Video game photography is undoubtedly experiencing a golden age. In recent years, the photo mode exploded into hit titles such as Spider Man, offering complex tools for pausing the action, composing a photo, and tweaking the end result. You’ll find the results dotted around social media feeds thanks to the Share button found on modern controllers. Often these describe “cool” moments, sometimes even absurd problems, but especially photos such as those popular snapper and EA DICE screenshot artist Petri Levälaht, are concerned about the beauty of big budget video games. With each like, retweet and share, we collectively revel in the technical art of worlds now so visually detailed that they seem to rival our own, captivated by the density and arrangement of their pixels.
While the DNA of this modern iteration of virtual photography can be traced back to video game marketing departments keen to promote their hyper-detailed products, the speed and popularity of adoption reflects a popular desire to interact with people differently. game worlds. Stopping to take a photo can shatter a litany of tedious tasks. It presents an opportunity to observe rather than target, and just hang out in a space whose facades we tend to roam at an adrenaline-pumping pace. Like real-world photography, it’s also a way to document presence – to say “I was here” in any ephemeral digital environment we find ourselves in.
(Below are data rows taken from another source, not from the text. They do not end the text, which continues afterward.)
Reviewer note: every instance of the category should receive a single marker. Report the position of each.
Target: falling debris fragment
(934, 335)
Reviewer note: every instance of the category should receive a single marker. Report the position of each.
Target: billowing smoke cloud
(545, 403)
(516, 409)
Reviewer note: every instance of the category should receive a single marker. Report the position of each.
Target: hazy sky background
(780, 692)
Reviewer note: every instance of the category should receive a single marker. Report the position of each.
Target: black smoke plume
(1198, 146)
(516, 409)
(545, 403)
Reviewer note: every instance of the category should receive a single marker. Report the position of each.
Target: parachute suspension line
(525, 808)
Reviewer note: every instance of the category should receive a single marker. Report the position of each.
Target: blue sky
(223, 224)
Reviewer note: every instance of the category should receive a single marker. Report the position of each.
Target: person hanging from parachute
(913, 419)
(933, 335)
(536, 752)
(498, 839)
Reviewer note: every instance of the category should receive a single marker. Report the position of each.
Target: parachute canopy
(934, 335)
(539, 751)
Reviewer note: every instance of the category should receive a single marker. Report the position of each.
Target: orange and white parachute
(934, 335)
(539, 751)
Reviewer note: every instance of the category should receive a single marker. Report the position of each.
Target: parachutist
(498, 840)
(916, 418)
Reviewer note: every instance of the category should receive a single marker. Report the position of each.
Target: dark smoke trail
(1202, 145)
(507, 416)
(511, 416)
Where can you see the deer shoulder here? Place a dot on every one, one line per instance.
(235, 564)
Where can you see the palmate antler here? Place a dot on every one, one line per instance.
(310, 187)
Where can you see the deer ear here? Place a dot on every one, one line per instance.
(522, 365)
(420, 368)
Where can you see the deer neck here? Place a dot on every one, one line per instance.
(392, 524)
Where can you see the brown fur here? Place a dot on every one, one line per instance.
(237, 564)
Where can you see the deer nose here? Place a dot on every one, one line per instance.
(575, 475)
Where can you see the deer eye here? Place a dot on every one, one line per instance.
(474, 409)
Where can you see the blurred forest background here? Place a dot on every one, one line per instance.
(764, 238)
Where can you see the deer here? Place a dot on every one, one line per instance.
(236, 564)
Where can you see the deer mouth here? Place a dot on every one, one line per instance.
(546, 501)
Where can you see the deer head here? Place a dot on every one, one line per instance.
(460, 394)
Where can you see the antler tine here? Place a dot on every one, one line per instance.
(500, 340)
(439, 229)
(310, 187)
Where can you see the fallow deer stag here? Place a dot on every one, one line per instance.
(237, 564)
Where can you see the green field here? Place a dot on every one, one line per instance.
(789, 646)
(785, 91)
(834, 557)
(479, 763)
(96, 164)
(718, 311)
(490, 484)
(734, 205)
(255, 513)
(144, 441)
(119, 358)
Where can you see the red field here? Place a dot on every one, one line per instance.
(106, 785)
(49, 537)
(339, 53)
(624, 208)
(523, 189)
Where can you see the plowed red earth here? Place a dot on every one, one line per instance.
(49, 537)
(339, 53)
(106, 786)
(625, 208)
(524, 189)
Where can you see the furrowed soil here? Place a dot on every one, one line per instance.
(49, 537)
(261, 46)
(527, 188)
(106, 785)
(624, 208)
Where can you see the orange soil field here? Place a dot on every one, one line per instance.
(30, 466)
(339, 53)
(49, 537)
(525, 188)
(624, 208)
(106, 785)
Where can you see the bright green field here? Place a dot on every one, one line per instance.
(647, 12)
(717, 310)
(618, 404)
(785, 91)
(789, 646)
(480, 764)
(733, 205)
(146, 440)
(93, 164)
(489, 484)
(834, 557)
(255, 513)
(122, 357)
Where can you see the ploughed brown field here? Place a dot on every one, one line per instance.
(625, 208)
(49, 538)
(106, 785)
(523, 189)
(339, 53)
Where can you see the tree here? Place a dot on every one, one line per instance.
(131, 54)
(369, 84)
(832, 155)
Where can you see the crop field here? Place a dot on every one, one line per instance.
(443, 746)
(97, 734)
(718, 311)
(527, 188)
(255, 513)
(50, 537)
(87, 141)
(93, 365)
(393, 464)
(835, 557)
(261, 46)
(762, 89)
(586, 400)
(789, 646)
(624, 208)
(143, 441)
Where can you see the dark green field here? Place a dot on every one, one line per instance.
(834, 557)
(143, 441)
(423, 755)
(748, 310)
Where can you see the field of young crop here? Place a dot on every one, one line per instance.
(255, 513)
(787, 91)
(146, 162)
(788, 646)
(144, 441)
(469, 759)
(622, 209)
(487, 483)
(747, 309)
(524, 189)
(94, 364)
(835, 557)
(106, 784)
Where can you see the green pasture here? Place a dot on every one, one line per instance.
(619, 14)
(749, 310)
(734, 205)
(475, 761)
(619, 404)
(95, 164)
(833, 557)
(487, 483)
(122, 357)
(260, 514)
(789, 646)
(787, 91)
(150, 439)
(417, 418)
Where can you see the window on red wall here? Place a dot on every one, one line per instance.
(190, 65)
Generation Umurangi, released last year for PC and slated for the Nintendo Switch in 2021, internalizes these disruptive principles of video game photography and, in doing so, builds its own set of rules around them. In a violent neon future of kaijus, mechs, and break dance hipsters, you play as a parcel courier with sideways shaking for photos. Much like the other games, there is a subordinate objective checklist (“Take a photo with at least four robots in it” says one), but it mostly looks like a prompt to make you look at its world through the lens of its pleasantly mechanical digital SLR camera. You won’t come across an explicitly relayed narrative – there are no cutscenes or dialogue text; Instead, the story is discovered through the game’s lo-fi and mock-type environments, each filled with sad, funny, and poignant details.
An urban art form
Generation Umurangi Often asks you to photograph your team of friends who congregate on busy street corners and on the roofs of half-finished skyscrapers. You’ll see them surrounded by paraphernalia of graffiti, skateboards, and boomboxes, all hobbies and land-claiming items – just like photography. However, it’s not just these characters and the player who make their presence known, but game designer Tali Faulkner, 28, whose Maori heritage is imbued across the world with visual cues like the tāniko and raranga motifs. This, he explains of Zoom, is part of an effort to “solidify” the stories he had been told about his journey; as a graffiti artist, Faulkner painted his own perspective on the world.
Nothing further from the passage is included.